Electric Fields, Finding the zero field point

[Oblivion77]

Homework Statement

Two particles with positive charges q1 and q2 are separated by a distance s. Along the line connecting the two charges, at what distance from the charge q1 is the total electric field from the two charges zero.

Homework Equations

E= \frac{kq}{r^2}

The Attempt at a Solution

Assuming x1 is the distance from q1 to the point where the field is 0.

This is what I get, I believe it is correct but I can't seem to solve for x1.

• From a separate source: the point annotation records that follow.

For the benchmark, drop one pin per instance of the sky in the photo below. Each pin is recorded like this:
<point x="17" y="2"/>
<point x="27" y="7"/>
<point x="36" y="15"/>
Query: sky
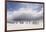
<point x="14" y="10"/>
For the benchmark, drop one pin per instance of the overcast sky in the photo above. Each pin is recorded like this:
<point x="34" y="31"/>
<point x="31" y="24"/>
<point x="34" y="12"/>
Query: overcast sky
<point x="17" y="9"/>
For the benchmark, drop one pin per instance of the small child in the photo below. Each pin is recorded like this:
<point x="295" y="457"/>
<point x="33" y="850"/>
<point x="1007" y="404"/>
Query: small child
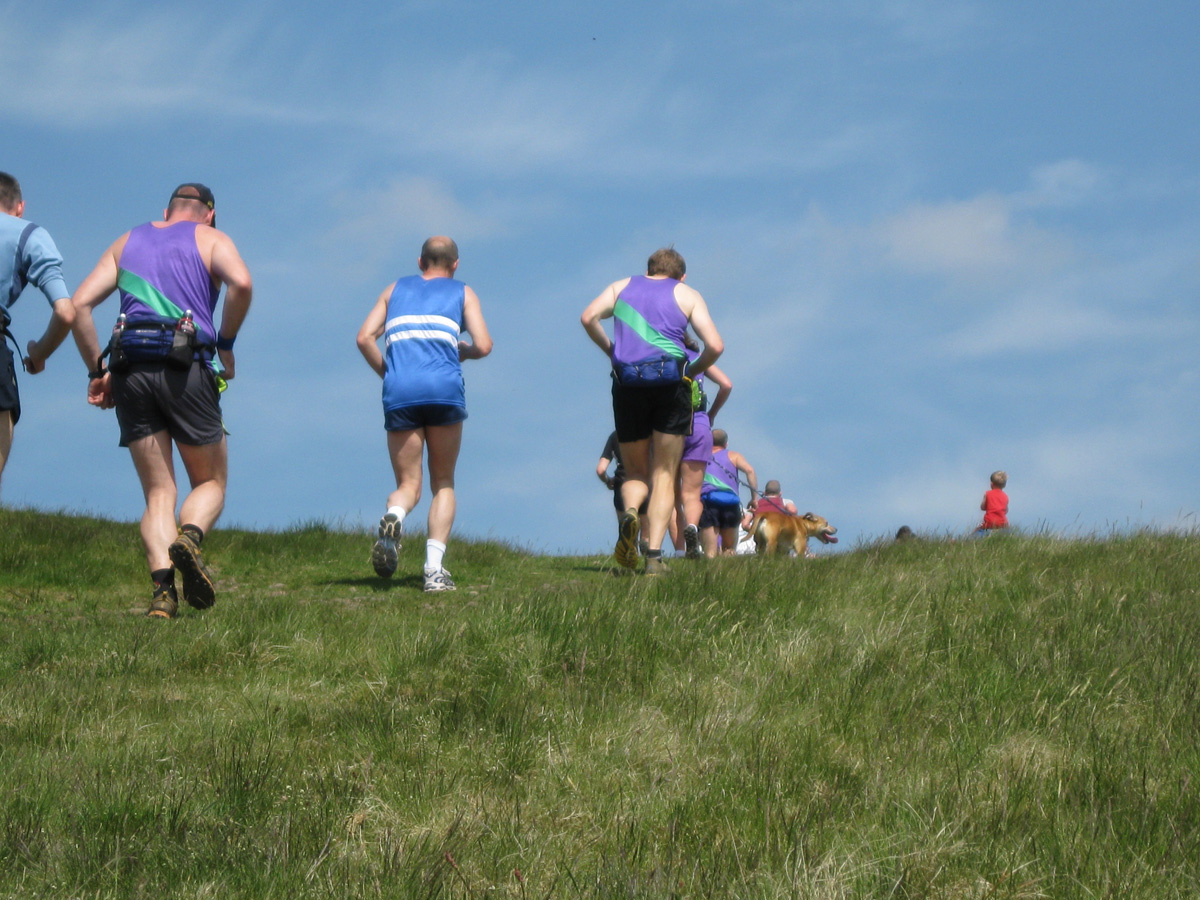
<point x="995" y="504"/>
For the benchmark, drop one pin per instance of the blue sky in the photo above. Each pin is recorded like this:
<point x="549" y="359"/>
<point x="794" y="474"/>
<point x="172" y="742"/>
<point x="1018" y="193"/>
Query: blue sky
<point x="939" y="239"/>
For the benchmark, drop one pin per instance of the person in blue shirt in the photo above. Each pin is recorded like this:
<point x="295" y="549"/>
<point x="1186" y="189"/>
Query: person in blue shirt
<point x="420" y="319"/>
<point x="28" y="256"/>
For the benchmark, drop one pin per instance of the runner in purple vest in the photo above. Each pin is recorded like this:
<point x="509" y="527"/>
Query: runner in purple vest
<point x="652" y="388"/>
<point x="697" y="450"/>
<point x="168" y="397"/>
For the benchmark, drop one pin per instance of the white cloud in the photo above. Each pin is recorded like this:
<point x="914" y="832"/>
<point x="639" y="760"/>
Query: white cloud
<point x="970" y="239"/>
<point x="372" y="226"/>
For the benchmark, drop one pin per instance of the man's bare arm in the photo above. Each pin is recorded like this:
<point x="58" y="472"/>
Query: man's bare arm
<point x="473" y="321"/>
<point x="93" y="291"/>
<point x="372" y="330"/>
<point x="696" y="310"/>
<point x="601" y="309"/>
<point x="61" y="321"/>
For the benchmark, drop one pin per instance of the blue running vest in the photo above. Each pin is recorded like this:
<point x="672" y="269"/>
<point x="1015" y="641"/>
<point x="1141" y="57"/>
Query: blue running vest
<point x="421" y="343"/>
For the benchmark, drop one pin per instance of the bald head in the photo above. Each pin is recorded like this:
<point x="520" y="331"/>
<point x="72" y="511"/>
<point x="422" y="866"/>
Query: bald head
<point x="441" y="253"/>
<point x="10" y="193"/>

\frac{kq1}{x1^2} = \frac{kq2}{(s-x1)^2}

 

[gabbagabbahey]

This is what I get, I believe it is correct but I can't seem to solve for x1.

\frac{kq1}{x1^2} = \frac{kq2}{(s-x1)^2}

Just "cross multiply" and expand:

\frac{kq_1}{x_1^2} =\frac{kq_2}{(s-x_1)^2}\implies kq_1(s-x_1)^2=kq_2 x_1^2

\implies q_1(s-x_1)^2=q_2 x_1^2 \implies q_1 x_1^2-2q_1 s x_1 +q_1 s^2=q_2 x_1^2

Then collect all terms on one side of the equations and solve the resulting quadratic.

 

[Oblivion77]

Thanks, but I already got to that part above. How can I start to solve for x1 from that?
can I do this? (q2 - q1)x^2 + 2q1sx - q1s^2 = 0. What would I do from here?

 

[gabbagabbahey]

Thanks, but I already got to that part above. How can I start to solve for x1 from that?
can I do this? (q2 - q1)x^2 + 2q1sx - q1s^2 = 0. What would I do from here?

Yes you can do that.

Have you not learned the quadratic equation yet?!

 

[Oblivion77]

Yea this is what it came out to, which is wrong unfortunately. Is there something I can simplify? I also tried the "+" instead of the "-", no luck.

 

[Hurkyl]

Yea this is what it came out to, which is wrong unfortunately.

Check your reference: you got the quadratic formula wrong. (Were you using a computer algebra system? It looks like you forgot a pair of parentheses)

Incidentally, in order to try simplifying things, did you think about expanding things first?

 

[Oblivion77]

Check your reference: you got the quadratic formula wrong. (Were you using a computer algebra system? It looks like you forgot a pair of parentheses)

Incidentally, in order to try simplifying things, did you think about expanding things first?

I was doing it by hand =), I will try and expand and see if anything simplifies. Thanks.

 

[rl.bhat]

Easier method will be to take the square root of the equation you have written and solve for x1. If the charge are same take + sign. If they are opposite take - sign.

 

[Oblivion77]

Ok, after doing it again I got this? Does it look better? Stuff indeed canceled under the square root sign.

 

[Hurkyl]

That looks plausible. (Note things still simplify more!) You can always try substituting back into the original equation... (which is usually a very good idea: there is rarely a better way to check if you've found a solution to an equation than actually plugging it in)

Incidentally, how did you decide that was the solution that lies on "the line connecting the two charges" (which I assume meant to say 'line segment'), rather than the other solution?

 

[Oblivion77]

It turns out this answer is acceptable but it does simplify more. I chose the + instead of the - in the formula because the distance is somewhere between the 2 charges. I assumed using the "-" would be somewhere left of q1

 

[Hurkyl]

I assumed using the "-" would be somewhere left of q1

Don't assume, prove! The argument isn't difficult, once you know what the right idea is. But you have to make note of your assumptions, and cover all of the cases... what if q1 > q2?


By the way, I note that your derivation (and your solution) isn't complete; it doesn't cover all possible cases... in particular, what if q1 = q2?